Because of these inadequate commitments from the United States, ECO, an NGO publication that reports on developments at UNFCCC negotiations, wrote the following letter to President Obama that we hereby reprint.
President Obama: We Hope for Change
In his victory speech after being re-elected to a second term, President Obama swelled the hopes once again of people around the world who care about climate change when he said, “We want our children to live in an America that is not burdened by debt, that is not weakened by inequality, that is not threatened by the destructive power of a warming planet.” Those hopes continued to swell when in a press conference a few days later, he responded to a question from the media on climate by saying that he planned to start “a conversation across the country…” to see “how we can shape an agenda that garners bipartisan support and helps move this agenda forward…and…be an international leader” on climate change. President Obama appears to understand that climate change is a legacy issue that was not adequately addressed during his first term in office.
The question therefore has to be, what next? In his second term, will President Obama deliver the bold action needed to reduce the threat of climate change to the US and the world, by shifting the US economy towards a zero carbon future, and making the issue a centerpiece of US foreign policy? In the aftermath of superstorm Sandy, and the drought, wildfires and other extreme weather events that have afflicted the US over the last year, it is clearly time for President Obama to press the reset button on climate policy, both nationally and internationally.
First, the world needs to hear from the President and his negotiating team here in Doha that they remain fully committed to keeping the increase in global temperature far below 2 degrees, that it is not only still possible but essential to do so, and that the USA is going to provide leadership in this collective effort.
The administration should then make clear how it will meet its current 17 percent reduction target. While US emissions are decreasing slightly – both as a result of the administration’s policies on renewable energy and vehicle fuel economy standards and because of sharply lower natural gas prices that have reduced coal use for electricity generation – it is unlikely that without additional regulation or legislation that the US will meet its 2020 target.
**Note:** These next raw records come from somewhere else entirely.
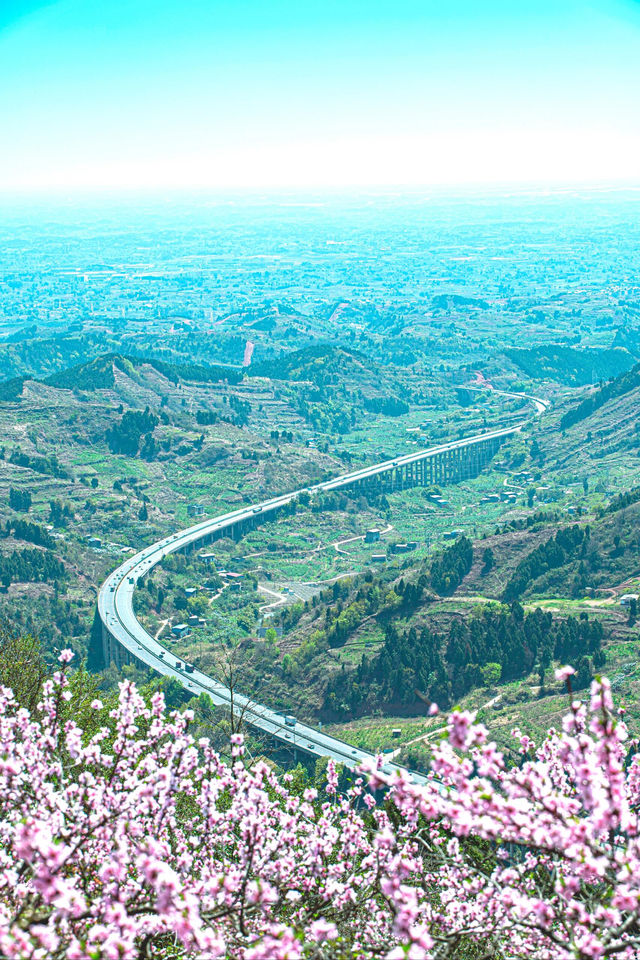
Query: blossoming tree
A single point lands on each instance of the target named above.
(135, 841)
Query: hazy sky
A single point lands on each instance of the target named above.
(317, 93)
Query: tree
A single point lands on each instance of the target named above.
(19, 500)
(488, 560)
(126, 831)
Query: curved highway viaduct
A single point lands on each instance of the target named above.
(125, 640)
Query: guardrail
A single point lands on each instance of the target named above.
(125, 638)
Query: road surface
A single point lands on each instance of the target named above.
(115, 606)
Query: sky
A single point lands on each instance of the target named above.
(299, 94)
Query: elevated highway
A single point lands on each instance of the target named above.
(125, 639)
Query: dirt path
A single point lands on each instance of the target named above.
(425, 737)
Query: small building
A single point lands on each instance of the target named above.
(627, 599)
(400, 548)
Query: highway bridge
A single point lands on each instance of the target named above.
(125, 640)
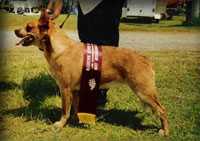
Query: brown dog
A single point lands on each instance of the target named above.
(65, 58)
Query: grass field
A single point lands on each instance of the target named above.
(11, 21)
(30, 102)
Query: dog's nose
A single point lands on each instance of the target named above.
(18, 33)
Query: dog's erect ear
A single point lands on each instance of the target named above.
(44, 21)
(54, 8)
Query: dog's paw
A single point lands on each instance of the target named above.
(163, 132)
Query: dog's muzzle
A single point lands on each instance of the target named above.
(26, 39)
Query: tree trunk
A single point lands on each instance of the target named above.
(195, 9)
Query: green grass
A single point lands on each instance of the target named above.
(12, 21)
(30, 102)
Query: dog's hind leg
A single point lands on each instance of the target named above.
(66, 95)
(148, 94)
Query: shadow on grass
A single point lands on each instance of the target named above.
(4, 86)
(37, 89)
(124, 118)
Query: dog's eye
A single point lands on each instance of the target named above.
(43, 27)
(28, 29)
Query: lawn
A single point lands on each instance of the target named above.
(30, 102)
(12, 21)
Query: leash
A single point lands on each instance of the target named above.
(68, 15)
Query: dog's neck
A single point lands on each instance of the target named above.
(56, 43)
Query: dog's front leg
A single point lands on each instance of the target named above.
(66, 95)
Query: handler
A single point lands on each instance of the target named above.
(98, 23)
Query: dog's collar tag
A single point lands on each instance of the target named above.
(91, 74)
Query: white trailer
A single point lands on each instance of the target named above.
(144, 8)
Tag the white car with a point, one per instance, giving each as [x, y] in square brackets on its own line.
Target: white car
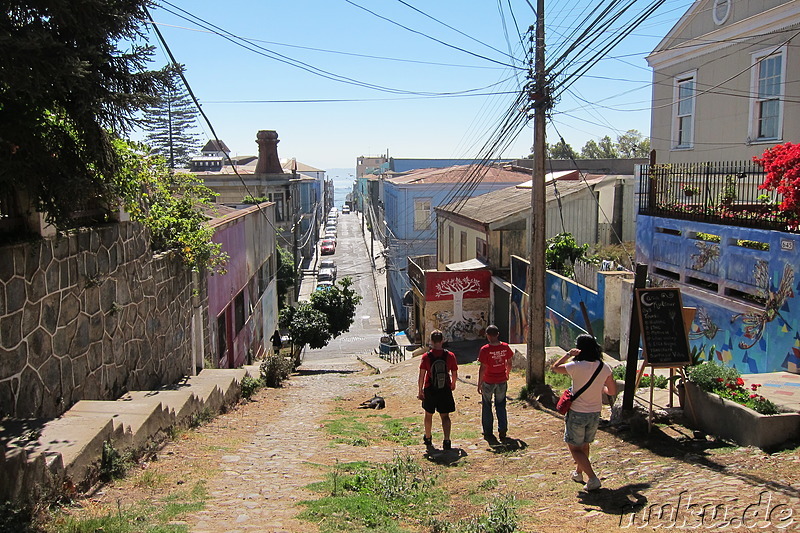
[329, 264]
[326, 274]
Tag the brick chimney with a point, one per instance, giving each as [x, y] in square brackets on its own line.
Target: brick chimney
[268, 162]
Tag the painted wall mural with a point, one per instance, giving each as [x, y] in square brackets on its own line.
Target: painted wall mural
[457, 303]
[745, 294]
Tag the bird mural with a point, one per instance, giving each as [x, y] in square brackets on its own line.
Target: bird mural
[754, 323]
[704, 327]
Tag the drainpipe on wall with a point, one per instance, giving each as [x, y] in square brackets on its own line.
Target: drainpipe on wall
[198, 349]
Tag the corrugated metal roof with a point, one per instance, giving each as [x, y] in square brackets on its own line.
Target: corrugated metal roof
[497, 205]
[458, 174]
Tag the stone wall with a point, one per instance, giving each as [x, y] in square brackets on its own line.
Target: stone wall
[90, 315]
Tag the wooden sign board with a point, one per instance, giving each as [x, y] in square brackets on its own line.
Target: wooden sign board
[661, 320]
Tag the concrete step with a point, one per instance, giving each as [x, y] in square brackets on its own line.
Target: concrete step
[38, 454]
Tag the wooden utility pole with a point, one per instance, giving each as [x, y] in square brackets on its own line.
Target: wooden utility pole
[539, 96]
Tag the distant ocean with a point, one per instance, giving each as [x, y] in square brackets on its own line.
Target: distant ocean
[343, 179]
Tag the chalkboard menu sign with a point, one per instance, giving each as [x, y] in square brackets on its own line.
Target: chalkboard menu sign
[662, 326]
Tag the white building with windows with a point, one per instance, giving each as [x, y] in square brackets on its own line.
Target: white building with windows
[726, 81]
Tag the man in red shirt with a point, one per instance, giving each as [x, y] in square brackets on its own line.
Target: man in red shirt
[438, 372]
[495, 359]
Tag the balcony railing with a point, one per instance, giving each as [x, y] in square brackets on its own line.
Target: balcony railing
[717, 193]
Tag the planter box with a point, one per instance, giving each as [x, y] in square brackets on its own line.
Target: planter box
[729, 420]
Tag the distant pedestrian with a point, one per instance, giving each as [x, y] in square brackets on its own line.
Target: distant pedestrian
[438, 372]
[277, 343]
[584, 415]
[495, 359]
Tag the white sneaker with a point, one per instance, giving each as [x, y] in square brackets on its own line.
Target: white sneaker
[593, 484]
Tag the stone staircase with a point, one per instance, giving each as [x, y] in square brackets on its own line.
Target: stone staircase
[38, 456]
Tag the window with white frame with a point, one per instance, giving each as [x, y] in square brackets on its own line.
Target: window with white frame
[683, 126]
[767, 106]
[422, 213]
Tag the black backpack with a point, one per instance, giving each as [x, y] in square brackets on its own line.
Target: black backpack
[439, 376]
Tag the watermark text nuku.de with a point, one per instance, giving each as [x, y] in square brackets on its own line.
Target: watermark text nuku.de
[682, 513]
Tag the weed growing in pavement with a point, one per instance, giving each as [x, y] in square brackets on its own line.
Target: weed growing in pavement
[373, 496]
[275, 370]
[249, 386]
[113, 464]
[660, 382]
[500, 517]
[201, 417]
[152, 516]
[556, 381]
[151, 479]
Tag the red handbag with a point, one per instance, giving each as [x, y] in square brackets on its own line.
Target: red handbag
[565, 402]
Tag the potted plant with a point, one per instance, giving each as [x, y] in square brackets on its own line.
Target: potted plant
[690, 190]
[719, 402]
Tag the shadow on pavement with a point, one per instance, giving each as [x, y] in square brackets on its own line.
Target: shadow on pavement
[444, 457]
[691, 447]
[620, 501]
[315, 371]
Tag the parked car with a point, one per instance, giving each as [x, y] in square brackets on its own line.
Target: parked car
[329, 264]
[326, 274]
[328, 246]
[323, 285]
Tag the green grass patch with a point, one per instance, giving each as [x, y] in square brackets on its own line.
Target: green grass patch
[500, 517]
[366, 496]
[144, 517]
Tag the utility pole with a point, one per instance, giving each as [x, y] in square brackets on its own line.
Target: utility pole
[539, 95]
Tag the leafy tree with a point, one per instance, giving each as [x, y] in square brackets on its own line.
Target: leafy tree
[605, 149]
[171, 123]
[339, 305]
[562, 251]
[632, 144]
[286, 275]
[329, 314]
[66, 90]
[307, 326]
[561, 150]
[170, 205]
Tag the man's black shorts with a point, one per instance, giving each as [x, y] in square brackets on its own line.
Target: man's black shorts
[438, 400]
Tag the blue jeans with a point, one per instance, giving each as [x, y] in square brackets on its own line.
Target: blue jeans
[498, 390]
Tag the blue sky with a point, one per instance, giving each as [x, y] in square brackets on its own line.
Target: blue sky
[328, 124]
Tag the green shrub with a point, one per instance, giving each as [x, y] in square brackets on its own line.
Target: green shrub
[727, 383]
[707, 375]
[274, 370]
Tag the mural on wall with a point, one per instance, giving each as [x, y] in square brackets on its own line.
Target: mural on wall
[457, 303]
[775, 303]
[518, 307]
[752, 320]
[703, 326]
[707, 253]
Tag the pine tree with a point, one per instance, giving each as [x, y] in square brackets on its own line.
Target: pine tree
[171, 124]
[73, 77]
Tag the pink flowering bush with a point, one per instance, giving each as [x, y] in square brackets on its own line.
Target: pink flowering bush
[726, 382]
[782, 164]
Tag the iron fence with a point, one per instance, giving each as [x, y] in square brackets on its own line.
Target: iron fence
[717, 193]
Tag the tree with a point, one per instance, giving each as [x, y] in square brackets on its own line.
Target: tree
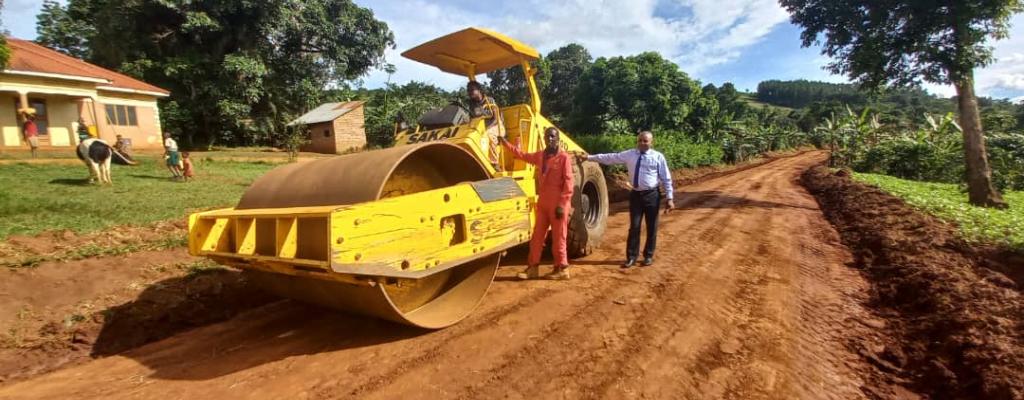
[565, 65]
[901, 43]
[508, 86]
[238, 70]
[645, 90]
[69, 30]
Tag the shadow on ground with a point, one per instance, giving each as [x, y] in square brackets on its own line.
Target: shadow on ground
[71, 181]
[214, 323]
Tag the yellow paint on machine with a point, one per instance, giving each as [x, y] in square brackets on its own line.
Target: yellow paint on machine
[412, 233]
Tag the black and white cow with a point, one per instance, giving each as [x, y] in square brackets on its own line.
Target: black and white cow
[96, 156]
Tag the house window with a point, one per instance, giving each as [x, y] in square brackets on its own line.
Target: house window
[42, 122]
[122, 115]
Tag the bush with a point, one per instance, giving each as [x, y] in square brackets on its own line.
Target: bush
[1006, 156]
[914, 161]
[680, 152]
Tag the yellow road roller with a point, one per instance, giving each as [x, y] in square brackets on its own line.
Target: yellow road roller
[413, 233]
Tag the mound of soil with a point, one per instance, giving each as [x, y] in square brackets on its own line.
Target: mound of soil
[958, 317]
[58, 337]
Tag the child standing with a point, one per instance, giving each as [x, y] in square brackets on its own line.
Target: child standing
[186, 167]
[171, 154]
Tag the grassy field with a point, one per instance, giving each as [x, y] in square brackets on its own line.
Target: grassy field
[41, 197]
[946, 202]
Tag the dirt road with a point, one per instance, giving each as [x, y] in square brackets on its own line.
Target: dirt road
[750, 298]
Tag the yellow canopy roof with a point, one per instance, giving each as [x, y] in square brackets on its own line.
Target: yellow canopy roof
[472, 51]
The delegation should also clarify what the Obama Administration will do to put the US on track to the near-elimination of emissions by mid-century called for by the scientific community.
Finally, delegations need to hear that the US remains committed to meeting its fair share of the Copenhagen pledge of mobilizing $100 billion in climate finance per year by 2020, as well as which innovative finance options the administration is prepared to support to get there.
These four steps would go a long way to reset US climate diplomacy. They would show that instead of dragging the world down to the level of what is (not) possible in the USA, President Obama and his team are going to pull the US up to what the science and the world demands to avoid catastrophic climate change.
One last point: every coach knows that when you find your team down by several goals at half-time, a change in your game plan may not be enough; it may also be time to make some substitutions to the players on the field.